What do you like about working at Toll?
The best thing about working at Toll is getting exposure to different business units (BUs) through numerous rotations during the 2-year program and subsequently, developing a holistic understanding of the business. These rotations expose us to an array of work and the opportunity to build a strong foundation in the logistic industry. For instance, when I first got involved in the COTY project at the start of the graduate program, I believed logistics was just about warehousing for giant retailers. But my first rotation at Toll Offshore Petroleum Services (TOPS) gave me a completely different outlook on the logistics industry since it is an Offshore Supply Base offering mainly serving the Oil & Gas companies. The industry is truly extremely diverse! Additionally, as a graduate with ample opportunities to interact with the Senior Leadership Team was very inspiring in terms of understanding their future aspirations for the progression of Toll. Lastly, senior staff at Toll truly care about graduates as people and about our professional growth.
What has been the most exciting thing you have do so far?
My first rotation at TOPS have been quite exciting since it is a business like no other. When I first began my rotation at TOPS, I was extremely fascinated by the huge vessels (ships) berthing at the jetty. Then it occurred to me how/why exactly are they so balanced and steady with the currents of the sea. Subsequently, I learnt about mooring – which basically means securing the vessel to permanent structures using a thick rope. I was fortunate enough to observe this happening (obviously under supervision) and attempted to pull the vessel with the assistance of wharf personnel. Furthermore, during the rotation, I visited the explosives warehouse at the Loyang base. I learnt about the storage/warehousing of Class 1.4 explosives at the bunker constituting mainly numerous fireworks and firearms, about the classification of the explosives, what detonators are – i.e. primary explosives, the types of detonators – the electrically charged detonators, detonators containing nitrates, how these dangerous goods actually get activated/ work and the safety measures to be taken around these explosives (such as the three layers of alarm system and timed door locking system). However, the Loyang Base is not permitted to allow vessels to load or unload explosives at the jetty and neither are we allowed to store arms & ammunitions since TOPS doesn’t possess the license to store explosives of this category. These explosives are unloaded at Tuas (under government regulations) and transported to the TOPS bunker via road. This was a very stimulating experience as I learnt loads about explosives.
What has been the biggest learning curve /challenge for you so far?

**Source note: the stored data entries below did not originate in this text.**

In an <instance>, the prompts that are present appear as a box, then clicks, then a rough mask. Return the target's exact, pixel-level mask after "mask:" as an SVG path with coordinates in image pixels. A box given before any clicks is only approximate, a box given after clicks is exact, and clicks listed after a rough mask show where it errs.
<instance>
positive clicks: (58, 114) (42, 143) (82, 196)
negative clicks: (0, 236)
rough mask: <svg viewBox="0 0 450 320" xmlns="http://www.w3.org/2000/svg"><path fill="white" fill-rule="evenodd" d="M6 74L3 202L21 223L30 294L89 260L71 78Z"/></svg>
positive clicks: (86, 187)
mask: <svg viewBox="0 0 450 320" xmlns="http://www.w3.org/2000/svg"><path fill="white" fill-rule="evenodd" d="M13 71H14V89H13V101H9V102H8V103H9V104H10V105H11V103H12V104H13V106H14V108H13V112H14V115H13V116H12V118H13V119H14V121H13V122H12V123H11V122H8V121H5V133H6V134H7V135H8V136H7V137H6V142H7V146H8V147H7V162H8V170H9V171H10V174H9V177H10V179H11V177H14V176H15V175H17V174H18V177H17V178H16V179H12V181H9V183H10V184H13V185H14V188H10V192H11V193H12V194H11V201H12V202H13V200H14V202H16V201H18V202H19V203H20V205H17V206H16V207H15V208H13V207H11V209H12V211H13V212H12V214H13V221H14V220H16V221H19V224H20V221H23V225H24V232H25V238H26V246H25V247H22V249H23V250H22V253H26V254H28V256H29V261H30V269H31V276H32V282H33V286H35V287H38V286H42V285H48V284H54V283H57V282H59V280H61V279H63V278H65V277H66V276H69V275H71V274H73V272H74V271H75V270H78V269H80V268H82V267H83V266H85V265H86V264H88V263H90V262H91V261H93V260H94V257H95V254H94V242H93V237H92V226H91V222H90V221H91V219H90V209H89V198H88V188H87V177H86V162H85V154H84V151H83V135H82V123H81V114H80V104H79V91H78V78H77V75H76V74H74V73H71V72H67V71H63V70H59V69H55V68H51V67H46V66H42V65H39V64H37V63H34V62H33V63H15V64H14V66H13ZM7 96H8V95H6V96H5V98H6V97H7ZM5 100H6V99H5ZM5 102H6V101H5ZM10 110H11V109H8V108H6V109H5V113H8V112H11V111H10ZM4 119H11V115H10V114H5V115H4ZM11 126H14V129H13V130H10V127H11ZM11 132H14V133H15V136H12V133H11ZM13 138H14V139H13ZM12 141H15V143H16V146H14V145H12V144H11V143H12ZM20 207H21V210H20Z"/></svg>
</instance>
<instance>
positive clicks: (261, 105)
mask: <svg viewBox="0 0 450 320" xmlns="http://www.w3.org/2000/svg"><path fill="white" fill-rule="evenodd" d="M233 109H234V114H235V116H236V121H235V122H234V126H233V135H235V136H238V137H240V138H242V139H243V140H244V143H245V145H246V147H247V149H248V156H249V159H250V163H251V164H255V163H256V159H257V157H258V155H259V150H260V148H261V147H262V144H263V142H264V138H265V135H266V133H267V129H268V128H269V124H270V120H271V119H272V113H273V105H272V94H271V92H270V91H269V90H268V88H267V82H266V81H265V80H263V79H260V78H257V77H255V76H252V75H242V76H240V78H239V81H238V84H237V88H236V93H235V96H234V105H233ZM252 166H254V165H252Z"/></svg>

The rotation at TOPS began with me learning/getting used to the Marine jargon. This was quite a learning experience as the vocabulary was not exhaustive at all and it did take me time to get used to it. However, using these terms everyday such as vessel draft, vessel beam, LOA, pilotage, bunkering, trimming the draft, ballas etc during the operations, I began to understand what each of these meant. Secondly, TOPS has its own schedule of rates that it provides the clients when they approach the organization with job requests. These schedules of rates comprise of the prices of facilities and services that TOPS provides and is a comprehensive 18-page document. This was extremely long to grasp, and I always had to refer back and forth to this document.
A big learning curve for me was when I got involved in a project with Rio Tinto. Rio Tinto being a mining giant, I was elated to be asked to work on this project. Rio Tinto had requested Toll to provide tenders to streamline its supply chain by importing at least some freight directly into Dampier rather than Fremantle. Rio Tinto required 50 TEUs per fortnight and the costing per TEU was required to be submitted. This project required me to price the different equipment and services at two different sites – Jalan Buhro & TOPS. While doing the pricing, I learnt that both the BUs need to liaise their services and work together to provide Rio Tinto the required facilities. This also expanded my knowledge of different kinds of vessels (chartering & commercial) used in the ocean cargo transportation, the operations & shipping guidelines that need to be abided.
How have you connected your university degree to your role at Toll?
I have studied Chemical Engineering which is very diverse from the logistics and supply chain. However, with the rising trend of global trade and e-commerce, the logistics industry has been peaking in the recent years. A few soft skills I could still apply at work were interpersonal skills to communicate my ideas, opinions or ask questions to my peers and managers. Furthermore, I was also able to exhibit my problem-solving skills for the benefit of continuous improvement to distinguish the company from the alike and offer a competitive advantage. Furthermore, my rotation at TOPS was more of a learning experience rather than being focused on working projects after projects. This gave me an opportunity to really understand the marine business. During this process, I asked heaps of questions and made errors. Keeping a positive outlook and taking feedback and criticism constructively is key as managers are going to be busy and occupied but learning from them is also very essential!